When the Maid of Honor is Not Made of Money
Posted: Tuesday, August 19, 2008
by Jason Forthofer
Funny thing about most evolving wedding trends-usually it means a new, outrageously expensive idea implemented by someone trying to outdo those who wed before her. Case in point: Destination weddings started out as delightful, weekend affairs at a beach in close proximity to the bride's home. Now American brides and grooms ask their wedding party and guests to shell out money for a wedding weekend on a beach in Bali or a charming farmhouse in France.
- Brides, detail your expectations for your attendants early so they'll know exactly what you expect of them.
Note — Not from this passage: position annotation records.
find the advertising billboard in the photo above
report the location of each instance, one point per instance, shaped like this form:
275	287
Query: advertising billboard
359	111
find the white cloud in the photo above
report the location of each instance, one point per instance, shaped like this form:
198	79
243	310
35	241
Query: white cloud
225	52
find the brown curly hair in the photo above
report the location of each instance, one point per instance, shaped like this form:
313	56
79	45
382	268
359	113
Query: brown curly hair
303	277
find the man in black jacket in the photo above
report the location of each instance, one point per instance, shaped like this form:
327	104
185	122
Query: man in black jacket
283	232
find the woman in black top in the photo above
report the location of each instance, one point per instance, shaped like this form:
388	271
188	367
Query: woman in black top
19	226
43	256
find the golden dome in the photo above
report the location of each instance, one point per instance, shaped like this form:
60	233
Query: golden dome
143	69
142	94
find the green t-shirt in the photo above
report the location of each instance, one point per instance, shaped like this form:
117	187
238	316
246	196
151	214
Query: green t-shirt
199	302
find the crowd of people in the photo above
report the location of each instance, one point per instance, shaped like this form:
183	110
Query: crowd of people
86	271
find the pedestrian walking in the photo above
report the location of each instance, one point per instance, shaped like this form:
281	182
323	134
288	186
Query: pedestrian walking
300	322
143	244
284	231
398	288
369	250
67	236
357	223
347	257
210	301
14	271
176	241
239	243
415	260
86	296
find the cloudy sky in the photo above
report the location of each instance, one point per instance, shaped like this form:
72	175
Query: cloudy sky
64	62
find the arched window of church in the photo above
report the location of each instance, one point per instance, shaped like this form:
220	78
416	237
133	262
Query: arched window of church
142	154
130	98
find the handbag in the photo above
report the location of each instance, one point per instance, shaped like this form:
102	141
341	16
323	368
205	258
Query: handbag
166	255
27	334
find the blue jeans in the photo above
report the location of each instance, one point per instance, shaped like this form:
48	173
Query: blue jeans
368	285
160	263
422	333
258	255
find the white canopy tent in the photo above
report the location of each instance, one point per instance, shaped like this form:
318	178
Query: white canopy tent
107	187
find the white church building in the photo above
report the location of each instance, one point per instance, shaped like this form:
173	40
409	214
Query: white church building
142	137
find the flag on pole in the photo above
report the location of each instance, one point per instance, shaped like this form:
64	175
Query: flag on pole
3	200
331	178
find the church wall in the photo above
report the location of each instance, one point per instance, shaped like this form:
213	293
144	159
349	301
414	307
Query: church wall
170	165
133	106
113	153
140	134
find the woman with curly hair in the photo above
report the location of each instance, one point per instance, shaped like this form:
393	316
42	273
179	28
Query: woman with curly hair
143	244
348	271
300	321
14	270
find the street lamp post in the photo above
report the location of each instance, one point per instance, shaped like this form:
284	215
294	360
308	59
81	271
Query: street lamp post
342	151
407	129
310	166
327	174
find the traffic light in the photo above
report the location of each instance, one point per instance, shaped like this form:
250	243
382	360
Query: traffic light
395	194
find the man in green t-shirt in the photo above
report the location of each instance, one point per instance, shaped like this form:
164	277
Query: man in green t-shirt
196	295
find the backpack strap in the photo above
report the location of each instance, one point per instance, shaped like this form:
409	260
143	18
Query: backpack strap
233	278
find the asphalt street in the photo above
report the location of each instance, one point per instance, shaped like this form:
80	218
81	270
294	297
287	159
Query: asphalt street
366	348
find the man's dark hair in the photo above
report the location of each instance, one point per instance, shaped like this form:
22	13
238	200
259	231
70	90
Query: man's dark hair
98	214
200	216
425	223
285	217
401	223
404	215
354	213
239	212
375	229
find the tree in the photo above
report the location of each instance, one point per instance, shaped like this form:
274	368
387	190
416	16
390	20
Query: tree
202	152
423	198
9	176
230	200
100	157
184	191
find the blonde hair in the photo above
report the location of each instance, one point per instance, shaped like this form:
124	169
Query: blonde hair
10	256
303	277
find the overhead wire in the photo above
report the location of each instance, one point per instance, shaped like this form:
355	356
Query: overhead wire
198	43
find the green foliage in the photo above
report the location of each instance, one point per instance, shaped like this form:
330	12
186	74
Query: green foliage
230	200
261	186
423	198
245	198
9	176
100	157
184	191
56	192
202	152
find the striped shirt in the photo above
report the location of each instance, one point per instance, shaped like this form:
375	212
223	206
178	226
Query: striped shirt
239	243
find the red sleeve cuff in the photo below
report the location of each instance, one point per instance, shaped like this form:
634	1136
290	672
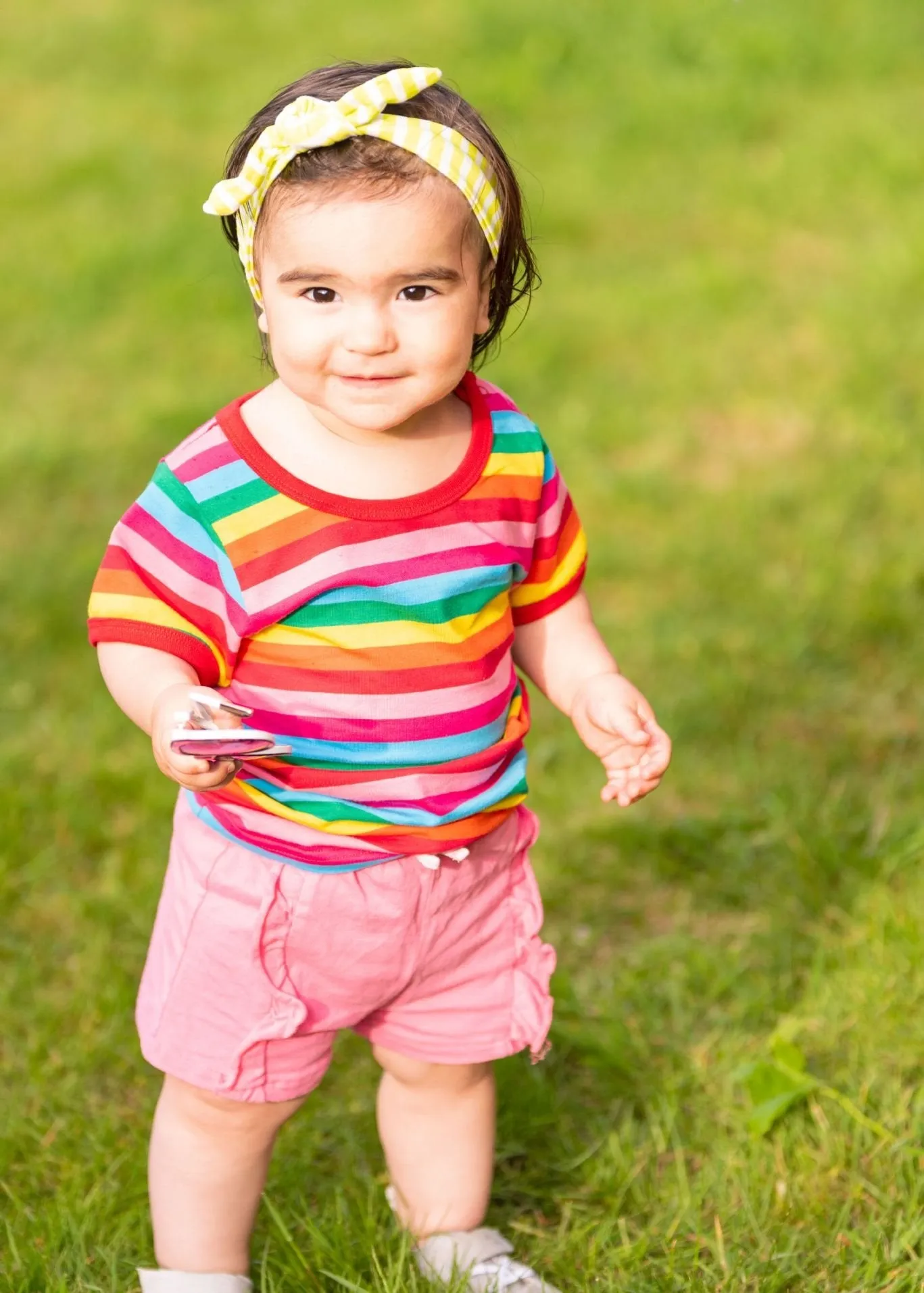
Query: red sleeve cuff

They may have some serious soul-searching to do.
- Brides, please be sensitive to your friends' finances. You don't have to choose outrageously expensive attendant's dresses, nor must you have an over-the-top bridal shower, a destination bachelorette party or a Jack-and-Jill party. Talk with them. Be willing to compromise and explore other ideas.
- Maids of honor and bridesmaids, if your bride-to-be friend is expecting everything mentioned in the previous tip and your pocketbook can't handle it, talk to her and be honest about your financial situation. If she's truly a friend she'll back off on her expectations, offer to help pay for the big parties she wants or free you from your obligation as her attendant.
- Share the celebration expenses. Most maids of honor believe the obligation of throwing the bridal shower and bachelorette parties is theirs, though that's not necessarily true anymore. Divide the costs of the events among all the bride's attendants.
- Maids, don't forget. It's also OK to say no. Just do it early.